Implement Secure Aggregation
At the moment, declearn only supports clear-text sharing of model weights, evaluation metrics and optimizer auxiliary variables. This issue is about tracking the effort to implement Secure Aggregation tools and mechanisms that would enable recovering aggregated quantities on the server side without revealing client-wise information.
Starting point
To do so, we need to understand and/or design:
- Which SecAgg algorithm(s) we want to cover.
- How to set things up for Secure Aggregation.
- For each targeted algorithm, what needs to be set up?
- Which cryptographic tools and primitives should we use?
- How should we integrate this setup as part of or in addition the existing setup tools?
- How to encrypt quantities that need it.
- How can we make sure not to miss quantities that require protection?
- How should we handle
Vector
structures' encryption? - When should encryption occur as part of our process? (Hy: at serialization/sharing-with-server time)
- How to aggregate and decrypt received quantities.
- When should aggregation / decryption occur?

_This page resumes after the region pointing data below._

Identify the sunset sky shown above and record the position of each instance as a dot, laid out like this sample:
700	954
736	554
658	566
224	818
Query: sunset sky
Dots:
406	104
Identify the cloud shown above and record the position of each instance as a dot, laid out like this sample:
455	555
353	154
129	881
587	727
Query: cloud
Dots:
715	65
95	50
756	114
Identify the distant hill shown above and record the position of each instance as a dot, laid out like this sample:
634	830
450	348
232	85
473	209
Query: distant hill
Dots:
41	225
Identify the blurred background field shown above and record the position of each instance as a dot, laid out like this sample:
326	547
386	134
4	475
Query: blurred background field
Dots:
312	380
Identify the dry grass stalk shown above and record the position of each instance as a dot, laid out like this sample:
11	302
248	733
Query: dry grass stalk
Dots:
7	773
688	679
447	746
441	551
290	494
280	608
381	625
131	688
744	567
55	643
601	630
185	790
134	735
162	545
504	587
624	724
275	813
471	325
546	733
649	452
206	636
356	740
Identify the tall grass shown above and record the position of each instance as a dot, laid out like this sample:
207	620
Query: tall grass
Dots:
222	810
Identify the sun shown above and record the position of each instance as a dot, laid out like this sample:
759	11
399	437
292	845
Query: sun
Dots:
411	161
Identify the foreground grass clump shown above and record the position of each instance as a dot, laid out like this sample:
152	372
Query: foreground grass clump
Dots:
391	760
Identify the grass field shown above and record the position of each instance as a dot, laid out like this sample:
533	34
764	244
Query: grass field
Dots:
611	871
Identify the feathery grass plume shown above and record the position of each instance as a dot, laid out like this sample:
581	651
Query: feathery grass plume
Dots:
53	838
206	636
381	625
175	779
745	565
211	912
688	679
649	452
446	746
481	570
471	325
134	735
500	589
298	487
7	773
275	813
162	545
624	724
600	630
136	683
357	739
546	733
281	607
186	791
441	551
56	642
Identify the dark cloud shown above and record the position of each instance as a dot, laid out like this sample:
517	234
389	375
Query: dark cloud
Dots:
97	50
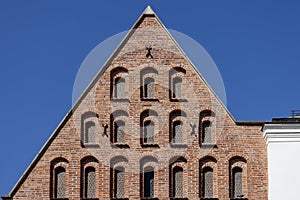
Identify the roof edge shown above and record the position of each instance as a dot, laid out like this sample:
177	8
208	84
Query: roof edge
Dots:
13	191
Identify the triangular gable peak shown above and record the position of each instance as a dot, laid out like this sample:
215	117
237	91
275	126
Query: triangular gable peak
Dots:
148	47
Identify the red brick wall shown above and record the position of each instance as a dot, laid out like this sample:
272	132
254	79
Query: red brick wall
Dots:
231	139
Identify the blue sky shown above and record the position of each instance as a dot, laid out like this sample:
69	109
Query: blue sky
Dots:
255	45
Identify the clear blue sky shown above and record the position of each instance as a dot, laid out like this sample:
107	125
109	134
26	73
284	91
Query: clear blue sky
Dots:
255	45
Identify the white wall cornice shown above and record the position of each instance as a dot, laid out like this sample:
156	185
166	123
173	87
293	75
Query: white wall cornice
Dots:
281	133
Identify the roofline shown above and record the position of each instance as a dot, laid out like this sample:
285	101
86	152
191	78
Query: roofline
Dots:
92	83
250	123
74	107
195	68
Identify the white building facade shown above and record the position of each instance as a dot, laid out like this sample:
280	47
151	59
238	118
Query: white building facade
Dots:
283	140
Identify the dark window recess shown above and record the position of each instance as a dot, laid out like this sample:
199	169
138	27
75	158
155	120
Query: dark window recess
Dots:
119	183
237	182
119	131
206	132
149	87
119	88
178	182
148	132
177	132
90	132
149	183
177	86
60	183
90	182
207	183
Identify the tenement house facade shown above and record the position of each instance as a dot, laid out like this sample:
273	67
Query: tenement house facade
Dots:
148	127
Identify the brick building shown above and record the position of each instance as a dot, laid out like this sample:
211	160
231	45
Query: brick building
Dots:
149	127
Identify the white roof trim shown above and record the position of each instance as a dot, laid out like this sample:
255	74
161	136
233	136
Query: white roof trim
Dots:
147	11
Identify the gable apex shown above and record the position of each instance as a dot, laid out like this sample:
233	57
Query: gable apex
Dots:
149	11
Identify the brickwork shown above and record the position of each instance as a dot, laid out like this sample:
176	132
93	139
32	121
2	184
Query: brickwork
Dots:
230	139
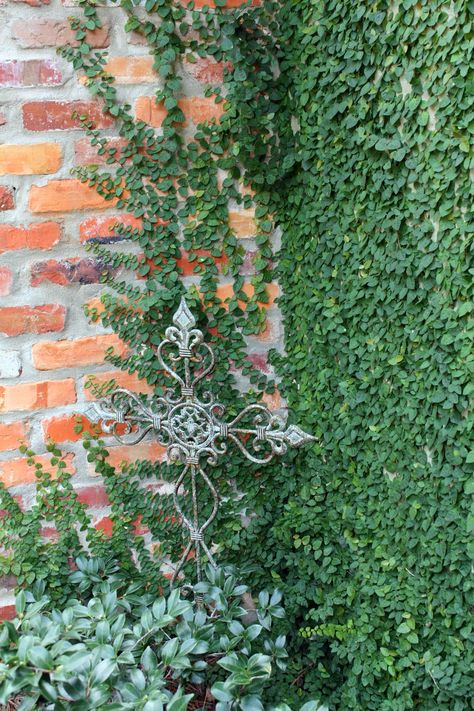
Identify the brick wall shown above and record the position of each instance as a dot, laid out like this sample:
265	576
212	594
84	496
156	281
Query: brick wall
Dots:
47	346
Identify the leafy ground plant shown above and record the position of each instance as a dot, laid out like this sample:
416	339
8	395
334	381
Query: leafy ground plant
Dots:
120	647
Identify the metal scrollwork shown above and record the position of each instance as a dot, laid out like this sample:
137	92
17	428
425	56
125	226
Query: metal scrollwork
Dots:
191	427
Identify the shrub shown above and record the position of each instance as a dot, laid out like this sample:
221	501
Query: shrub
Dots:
118	646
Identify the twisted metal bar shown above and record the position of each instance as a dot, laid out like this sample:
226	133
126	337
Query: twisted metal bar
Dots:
190	427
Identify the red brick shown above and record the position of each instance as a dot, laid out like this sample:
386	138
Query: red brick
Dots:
132	70
6	280
86	154
58	115
125	453
93	496
12	434
14	472
65	196
48	355
243	223
224	291
106	525
62	428
47	318
69	271
37	396
198	4
7	199
33	3
46	32
39	235
206	70
122	380
30	72
101	229
33	159
8	612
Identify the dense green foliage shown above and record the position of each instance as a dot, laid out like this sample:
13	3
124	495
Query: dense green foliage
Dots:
370	536
117	646
354	125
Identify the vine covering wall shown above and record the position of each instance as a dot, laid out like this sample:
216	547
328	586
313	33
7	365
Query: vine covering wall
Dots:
353	124
371	535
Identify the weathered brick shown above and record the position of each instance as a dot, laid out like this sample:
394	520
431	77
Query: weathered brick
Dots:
46	32
6	281
105	524
69	271
206	70
37	158
132	70
10	364
33	3
122	380
7	198
14	472
243	223
39	235
198	4
93	496
149	111
62	428
86	154
101	229
225	291
8	612
188	267
30	72
48	355
58	115
47	318
12	434
65	196
197	108
37	396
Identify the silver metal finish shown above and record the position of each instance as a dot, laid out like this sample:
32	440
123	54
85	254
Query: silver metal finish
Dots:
190	426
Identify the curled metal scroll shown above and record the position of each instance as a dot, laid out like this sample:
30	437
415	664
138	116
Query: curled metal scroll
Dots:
191	427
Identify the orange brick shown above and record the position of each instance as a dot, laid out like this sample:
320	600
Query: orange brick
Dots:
225	291
273	400
151	451
122	380
132	70
36	396
37	158
45	32
101	229
6	281
243	223
17	471
66	196
196	108
12	434
62	428
48	355
200	109
16	320
126	453
39	235
149	111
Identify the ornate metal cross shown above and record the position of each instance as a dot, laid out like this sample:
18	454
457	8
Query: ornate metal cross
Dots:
190	426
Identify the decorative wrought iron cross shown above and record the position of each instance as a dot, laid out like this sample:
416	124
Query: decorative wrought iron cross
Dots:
190	426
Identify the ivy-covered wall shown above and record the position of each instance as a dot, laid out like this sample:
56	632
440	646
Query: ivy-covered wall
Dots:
370	534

- How can and should SecAgg interact with existing code structures? (e.g. our
Aggregator
API)
Note that this effort should be carried taking into account our integration in Fed-BioMed, which already has some SecAgg capabilities, currently using the Joye-Libert scheme. An effort to provide Fed-BioMed with the possibility to SecAgg over a declearn-backed implementation of Scaffold is being carried, which may or may not result in some things being implemented directly in declearn.
Current advances
Which SecAgg algorithm(s) we want to cover.
Currently, two algorithms are implemented:
- "Joye-Libert" SecAgg, based on homomorphic summation from this paper.

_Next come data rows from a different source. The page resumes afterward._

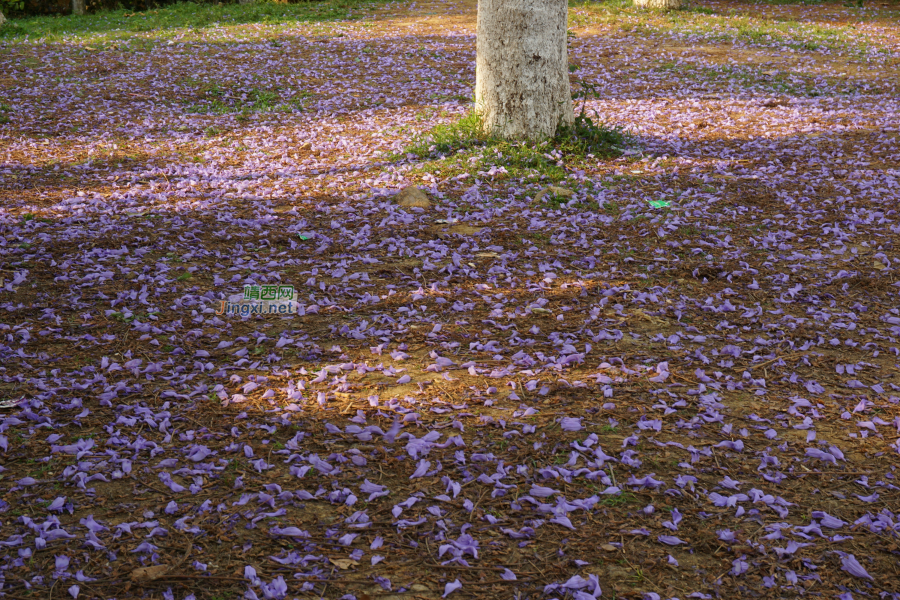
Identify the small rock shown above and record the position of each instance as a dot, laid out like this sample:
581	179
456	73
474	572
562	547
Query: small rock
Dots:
556	191
413	197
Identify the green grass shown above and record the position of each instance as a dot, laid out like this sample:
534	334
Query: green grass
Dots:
121	25
218	101
464	146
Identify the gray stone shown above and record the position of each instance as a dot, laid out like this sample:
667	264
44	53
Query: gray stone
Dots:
556	191
413	197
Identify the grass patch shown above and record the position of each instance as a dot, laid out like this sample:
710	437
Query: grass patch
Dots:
167	21
219	102
464	145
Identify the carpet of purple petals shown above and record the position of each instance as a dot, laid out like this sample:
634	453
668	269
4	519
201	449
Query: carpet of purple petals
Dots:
496	397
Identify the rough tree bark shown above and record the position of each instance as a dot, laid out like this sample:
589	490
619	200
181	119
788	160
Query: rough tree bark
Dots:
521	73
659	4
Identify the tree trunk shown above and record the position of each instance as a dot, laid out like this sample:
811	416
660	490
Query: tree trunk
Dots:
521	72
659	4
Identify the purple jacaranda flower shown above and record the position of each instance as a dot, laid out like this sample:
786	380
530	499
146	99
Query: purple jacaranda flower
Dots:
451	587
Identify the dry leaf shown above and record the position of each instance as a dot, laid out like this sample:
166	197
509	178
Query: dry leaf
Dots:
144	574
343	563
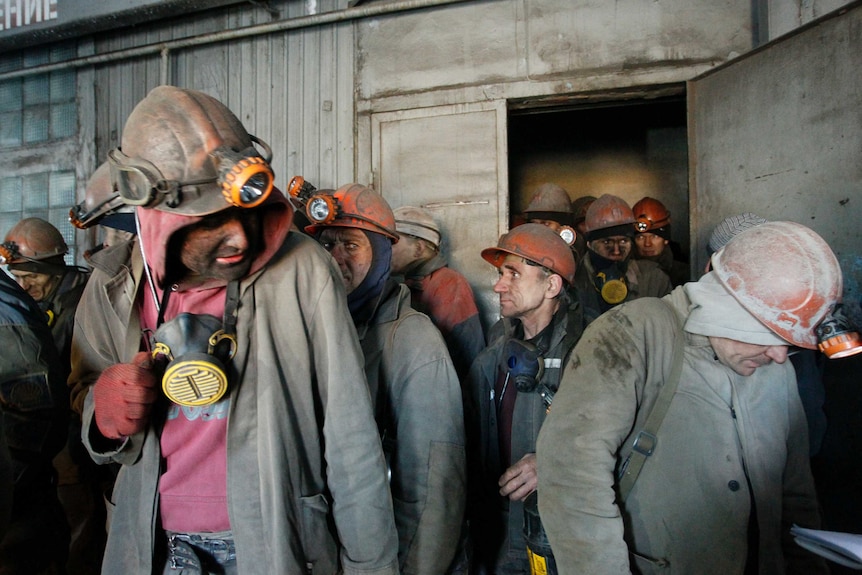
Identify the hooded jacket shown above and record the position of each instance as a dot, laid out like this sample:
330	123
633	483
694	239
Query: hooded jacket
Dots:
33	415
417	401
306	481
726	442
445	296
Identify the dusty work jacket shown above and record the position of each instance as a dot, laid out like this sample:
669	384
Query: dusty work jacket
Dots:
497	524
303	454
726	442
33	426
678	272
418	407
445	296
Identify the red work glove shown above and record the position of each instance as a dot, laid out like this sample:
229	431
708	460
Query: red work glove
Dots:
124	395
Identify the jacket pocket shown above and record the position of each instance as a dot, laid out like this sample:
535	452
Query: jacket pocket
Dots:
27	405
647	564
318	542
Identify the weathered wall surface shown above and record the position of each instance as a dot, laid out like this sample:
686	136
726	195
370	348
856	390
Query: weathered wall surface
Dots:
779	133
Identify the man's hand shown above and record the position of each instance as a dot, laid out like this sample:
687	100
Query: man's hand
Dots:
520	479
123	396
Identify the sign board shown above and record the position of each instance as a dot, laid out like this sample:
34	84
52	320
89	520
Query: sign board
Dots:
30	22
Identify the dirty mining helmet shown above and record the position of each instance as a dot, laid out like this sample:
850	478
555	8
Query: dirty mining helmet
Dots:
185	152
350	206
785	275
34	245
418	223
651	216
535	243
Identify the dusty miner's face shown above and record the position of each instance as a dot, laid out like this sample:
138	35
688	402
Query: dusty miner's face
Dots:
222	245
745	358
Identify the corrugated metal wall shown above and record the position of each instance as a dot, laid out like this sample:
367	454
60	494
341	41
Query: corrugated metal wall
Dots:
292	89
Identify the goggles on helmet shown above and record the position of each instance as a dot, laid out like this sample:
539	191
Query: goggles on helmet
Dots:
245	177
320	208
82	219
836	336
568	234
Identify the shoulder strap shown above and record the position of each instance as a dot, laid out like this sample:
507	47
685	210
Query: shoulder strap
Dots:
645	440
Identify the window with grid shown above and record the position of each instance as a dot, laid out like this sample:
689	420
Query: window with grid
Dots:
36	111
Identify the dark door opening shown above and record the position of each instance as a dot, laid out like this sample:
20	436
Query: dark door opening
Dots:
630	149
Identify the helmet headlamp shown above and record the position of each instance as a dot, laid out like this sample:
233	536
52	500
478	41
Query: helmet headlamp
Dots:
321	209
246	178
836	336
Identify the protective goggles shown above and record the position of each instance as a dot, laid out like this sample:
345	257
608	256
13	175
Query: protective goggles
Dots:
246	178
82	219
836	336
8	252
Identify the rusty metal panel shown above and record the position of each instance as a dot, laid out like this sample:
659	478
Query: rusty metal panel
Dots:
450	160
779	133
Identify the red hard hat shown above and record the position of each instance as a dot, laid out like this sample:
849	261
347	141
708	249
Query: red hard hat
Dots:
33	240
351	206
785	275
608	212
650	215
538	244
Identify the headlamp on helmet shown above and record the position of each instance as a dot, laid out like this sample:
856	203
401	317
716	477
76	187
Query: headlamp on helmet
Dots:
836	336
321	208
8	252
300	189
245	177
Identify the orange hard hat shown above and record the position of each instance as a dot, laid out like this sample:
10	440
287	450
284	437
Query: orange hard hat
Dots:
611	214
538	244
785	275
650	215
351	206
33	240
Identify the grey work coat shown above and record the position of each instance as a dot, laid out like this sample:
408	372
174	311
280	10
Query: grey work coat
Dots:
497	524
417	400
306	479
726	441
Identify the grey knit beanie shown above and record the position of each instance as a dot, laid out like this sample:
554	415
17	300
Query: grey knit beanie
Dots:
729	227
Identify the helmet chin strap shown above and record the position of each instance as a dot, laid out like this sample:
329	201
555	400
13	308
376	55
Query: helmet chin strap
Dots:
150	282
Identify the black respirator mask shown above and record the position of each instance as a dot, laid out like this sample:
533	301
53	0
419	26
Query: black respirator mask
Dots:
524	363
196	349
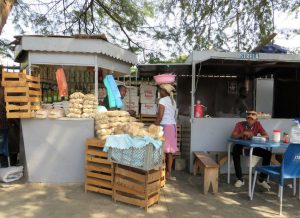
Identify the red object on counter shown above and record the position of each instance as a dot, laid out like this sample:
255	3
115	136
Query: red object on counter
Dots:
198	110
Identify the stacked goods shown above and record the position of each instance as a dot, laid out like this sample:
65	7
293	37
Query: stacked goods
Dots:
41	114
148	99
75	105
139	151
56	113
131	99
107	122
22	94
50	113
90	104
99	170
136	187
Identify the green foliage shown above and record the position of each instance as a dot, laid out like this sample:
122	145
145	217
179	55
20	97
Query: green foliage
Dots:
159	31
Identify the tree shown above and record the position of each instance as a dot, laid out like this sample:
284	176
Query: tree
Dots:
5	8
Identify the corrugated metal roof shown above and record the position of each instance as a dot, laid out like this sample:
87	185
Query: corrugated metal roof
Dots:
72	44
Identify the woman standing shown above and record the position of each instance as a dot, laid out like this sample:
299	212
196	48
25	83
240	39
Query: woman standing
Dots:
166	117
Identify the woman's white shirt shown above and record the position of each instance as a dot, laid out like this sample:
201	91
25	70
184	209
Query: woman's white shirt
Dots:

- "Masking" SecAgg, based on values masking using secret PRNG keys, as proposed in this paper.
How to set things up for Secure Aggregation.
Work is still in progress as to designing a shared configuration and setup design for SecAgg.
What is already done:
- Each SecAgg algorithm has a first implementation of routines enabling its setup between a server and a (subset of) clients.
- The X3DH protocol was implemented and is currently used as a key component to set up and exchange secrets across peers.
- For now, we assume a public key infrastructure, where clients have already generated and exchanged long-lived identity keys, enabling to trust one another in spite of communications being centralized by the server.
How to encrypt quantities that need it.
Thanks to the Aggregate
API introduced in declearn 2.4.0, complex quantities that arise from modular components (whether model updates and their metadata, optimizer auxiliary variables, or evaluation metrics) are wrapped into a container that defines both cleartext and SecAgg aggregation rules.
As a result, the SecAgg encryption can take place after the usual collection of values that are to be shared, at the moment when a high-level client component packages them into a message being sent to the server (or, in the future, to any subset of peer clients). Thanks to that, low-level components do not need to be aware of SecAgg being used nor to access any SecAgg controller or secret information.
How to aggregate and decrypt received quantities.
Again, thanks to the Aggregate
API, shared quantities (including encrypted ones) are now designed to be aggregated in an iterative manner, whether by a centralizing server or by gossip across the chain of clients (paving the way for decentralized learning). Most importantly, they are aggregated prior to being fed to specific controllers that finalize them (Aggregator
to produce global model updates, MetricSet
to compute federated metrics, Optimizer
to update some quantities, e.g. the Scaffold shared state...).
As a result, the SecAgg aggregate-decryption can be made to occur in place of the cleartext aggregation, and components do not need to be aware of SecAgg occurring nor have access to any SecAgg controller. Thanks to the Aggregate.prepare_for_secagg
, SecAgg-incompatible quantities can be marked as so generically, as can specific aggregation rules for values that need to remain in cleartext in parallel to encrypted ones.
Note that this effort should be carried taking into account our integration in Fed-BioMed.
Prior to finalizing the release of DecLearn v2.4.0, an implementation of SecAgg over optimizer auxiliary variables was implemented for Fed-BioMed, powered by the new Aggregate
(and specifically AuxVar
) API. The PR is still open and will need further work as important refactoring is happening within Fed-BioMed, and SecAgg refactoring is also planned on their side, but our new design was proved to be combinable with their SecAgg implementation with limited effort and code that does not require hacking through theirs. This also acted as a playground to further test a SecAgg-specific wrapper structure around encrypted Aggregate
data, which is being implemented in DecLearn (with slightly different API as the one proposed for Fed-BioMed, but shared overall design).